What was Che doing in Bolivia?  Why did he disappear in 1965 and then show up in Bolivia?  There are lots of potential reasons, as my friend Humberto Fontova wrote in his great book Exposing the Real Che Guevara and the Useful Idiots Who Idolize Him.

My late father always said Che was given two options: a firing squad for treason or go start your own revolution.  He based his theory on public statements that Che made during an international tour of Africa, North Vietnam, and China.

Furthermore, other people close to Fidel Castro died "accidentally," like Camilo Cienfuegos; others were thrown in jail, like Huber Matos; and some were executed, like William Morgan, a U.S. national who joined Castro in the late 1950s.

Who knows for sure?  Perhaps a Raúl Castro memoir will shed some light on the issue.

Once again, let me say it over and over again: if you love Che, you do not love freedom.

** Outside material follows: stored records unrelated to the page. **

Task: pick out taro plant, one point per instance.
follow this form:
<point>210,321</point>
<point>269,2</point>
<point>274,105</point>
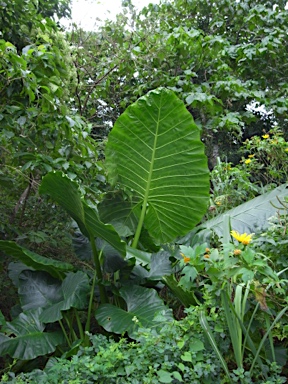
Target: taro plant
<point>239,279</point>
<point>159,190</point>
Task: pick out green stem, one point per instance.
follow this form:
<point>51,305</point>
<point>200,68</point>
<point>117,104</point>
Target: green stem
<point>87,326</point>
<point>268,325</point>
<point>80,327</point>
<point>65,333</point>
<point>103,295</point>
<point>70,325</point>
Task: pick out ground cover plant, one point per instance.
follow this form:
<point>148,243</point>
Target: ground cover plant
<point>154,251</point>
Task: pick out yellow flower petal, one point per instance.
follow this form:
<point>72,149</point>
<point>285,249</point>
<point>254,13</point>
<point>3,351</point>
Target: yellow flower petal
<point>243,238</point>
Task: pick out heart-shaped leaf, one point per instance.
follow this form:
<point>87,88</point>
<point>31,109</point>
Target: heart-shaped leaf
<point>154,152</point>
<point>55,268</point>
<point>40,290</point>
<point>143,304</point>
<point>28,341</point>
<point>67,194</point>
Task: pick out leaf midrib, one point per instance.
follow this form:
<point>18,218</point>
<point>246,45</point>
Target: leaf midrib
<point>146,195</point>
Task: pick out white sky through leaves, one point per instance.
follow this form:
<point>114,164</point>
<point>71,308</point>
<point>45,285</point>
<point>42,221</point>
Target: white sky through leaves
<point>85,12</point>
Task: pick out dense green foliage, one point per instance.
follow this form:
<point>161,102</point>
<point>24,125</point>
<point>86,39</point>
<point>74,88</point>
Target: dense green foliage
<point>123,269</point>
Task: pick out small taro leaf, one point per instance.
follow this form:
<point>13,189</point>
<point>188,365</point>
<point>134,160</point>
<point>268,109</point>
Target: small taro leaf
<point>67,194</point>
<point>113,262</point>
<point>15,269</point>
<point>160,265</point>
<point>189,275</point>
<point>177,376</point>
<point>117,210</point>
<point>29,340</point>
<point>196,345</point>
<point>105,231</point>
<point>54,267</point>
<point>38,290</point>
<point>142,257</point>
<point>2,319</point>
<point>139,273</point>
<point>155,152</point>
<point>74,293</point>
<point>26,323</point>
<point>164,376</point>
<point>187,357</point>
<point>142,305</point>
<point>81,246</point>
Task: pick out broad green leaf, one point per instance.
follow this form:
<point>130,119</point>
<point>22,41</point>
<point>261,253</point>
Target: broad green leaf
<point>155,154</point>
<point>55,268</point>
<point>39,290</point>
<point>142,306</point>
<point>67,194</point>
<point>119,212</point>
<point>29,339</point>
<point>160,265</point>
<point>164,376</point>
<point>250,217</point>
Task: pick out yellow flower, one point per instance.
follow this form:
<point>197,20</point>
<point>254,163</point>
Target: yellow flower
<point>243,238</point>
<point>186,259</point>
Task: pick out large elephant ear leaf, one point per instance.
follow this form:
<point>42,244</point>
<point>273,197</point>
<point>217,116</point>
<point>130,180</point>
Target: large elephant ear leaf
<point>55,268</point>
<point>248,217</point>
<point>28,340</point>
<point>67,194</point>
<point>155,153</point>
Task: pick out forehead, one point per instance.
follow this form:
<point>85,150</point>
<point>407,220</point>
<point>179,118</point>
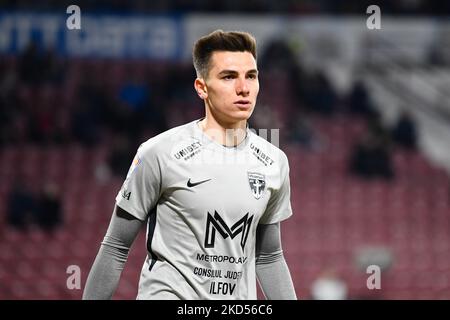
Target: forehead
<point>230,60</point>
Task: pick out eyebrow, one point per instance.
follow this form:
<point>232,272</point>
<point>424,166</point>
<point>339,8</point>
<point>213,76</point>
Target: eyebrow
<point>224,72</point>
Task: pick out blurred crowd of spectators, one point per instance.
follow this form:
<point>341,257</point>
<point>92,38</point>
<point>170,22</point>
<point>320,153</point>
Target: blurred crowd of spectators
<point>426,7</point>
<point>33,110</point>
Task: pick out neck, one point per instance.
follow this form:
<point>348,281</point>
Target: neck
<point>227,134</point>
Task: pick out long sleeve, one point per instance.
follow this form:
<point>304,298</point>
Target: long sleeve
<point>271,267</point>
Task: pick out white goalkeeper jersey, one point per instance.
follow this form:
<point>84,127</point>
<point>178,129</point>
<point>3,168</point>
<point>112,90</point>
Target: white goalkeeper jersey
<point>203,202</point>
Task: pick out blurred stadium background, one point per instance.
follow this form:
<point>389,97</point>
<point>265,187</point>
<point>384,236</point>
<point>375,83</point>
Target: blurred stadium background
<point>364,117</point>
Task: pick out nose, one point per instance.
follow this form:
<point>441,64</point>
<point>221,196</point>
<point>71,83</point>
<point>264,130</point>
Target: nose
<point>242,87</point>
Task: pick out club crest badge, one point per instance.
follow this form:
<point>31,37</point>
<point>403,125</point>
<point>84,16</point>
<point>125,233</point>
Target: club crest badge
<point>257,183</point>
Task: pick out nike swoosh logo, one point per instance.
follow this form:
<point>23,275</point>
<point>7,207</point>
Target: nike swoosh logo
<point>193,184</point>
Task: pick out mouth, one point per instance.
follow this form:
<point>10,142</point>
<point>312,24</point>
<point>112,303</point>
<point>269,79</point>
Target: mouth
<point>243,104</point>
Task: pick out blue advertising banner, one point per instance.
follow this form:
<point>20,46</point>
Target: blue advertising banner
<point>112,36</point>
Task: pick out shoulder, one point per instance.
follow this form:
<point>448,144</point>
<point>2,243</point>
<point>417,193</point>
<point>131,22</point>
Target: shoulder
<point>267,152</point>
<point>164,143</point>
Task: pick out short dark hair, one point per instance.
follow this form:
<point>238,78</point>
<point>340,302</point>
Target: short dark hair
<point>220,40</point>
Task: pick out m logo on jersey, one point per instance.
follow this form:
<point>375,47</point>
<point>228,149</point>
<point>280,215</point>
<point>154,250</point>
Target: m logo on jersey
<point>217,223</point>
<point>257,183</point>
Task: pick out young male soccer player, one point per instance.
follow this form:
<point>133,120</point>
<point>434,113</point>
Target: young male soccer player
<point>212,192</point>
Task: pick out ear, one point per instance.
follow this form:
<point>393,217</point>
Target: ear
<point>200,87</point>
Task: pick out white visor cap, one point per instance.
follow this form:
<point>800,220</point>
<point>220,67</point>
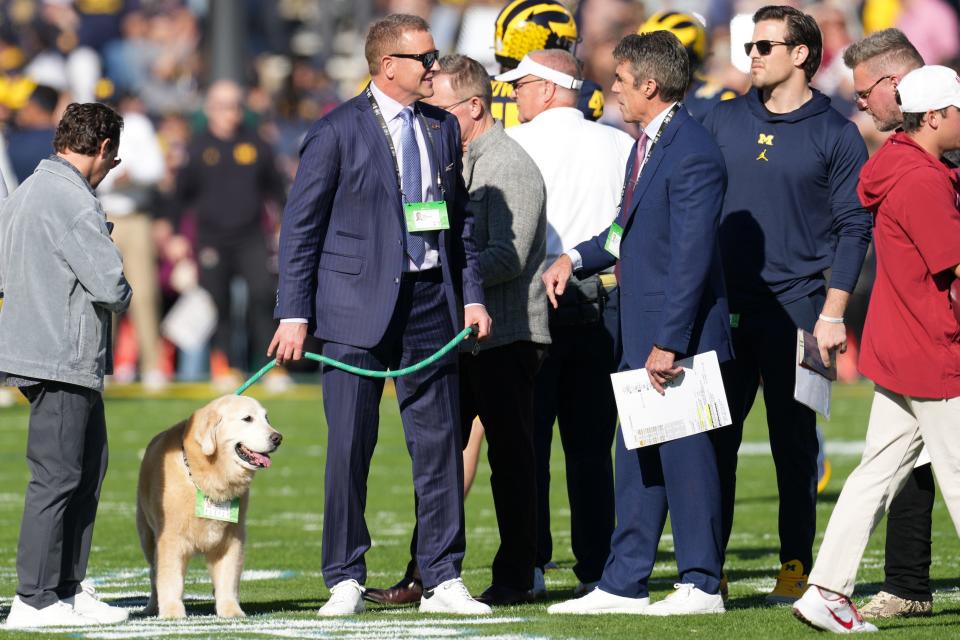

One of my favorite quotes about Che came from William Meyers:

Che's picture was certainly not displayed during the Solidarity protests in Poland in the 1980s or in the Tiananmen Square demonstration in China in 1989, when men and women genuinely hazarded their lives for freedom.

That's right.

Che continues to be popular with the anti-U.S. crowd.  He is not very respected by those who lived under communism, such as the Polish workers and Chinese dissidents.

Che was a killer.  He did not hold a single election or tolerate any dissent.  Che was properly executed this week in 1967.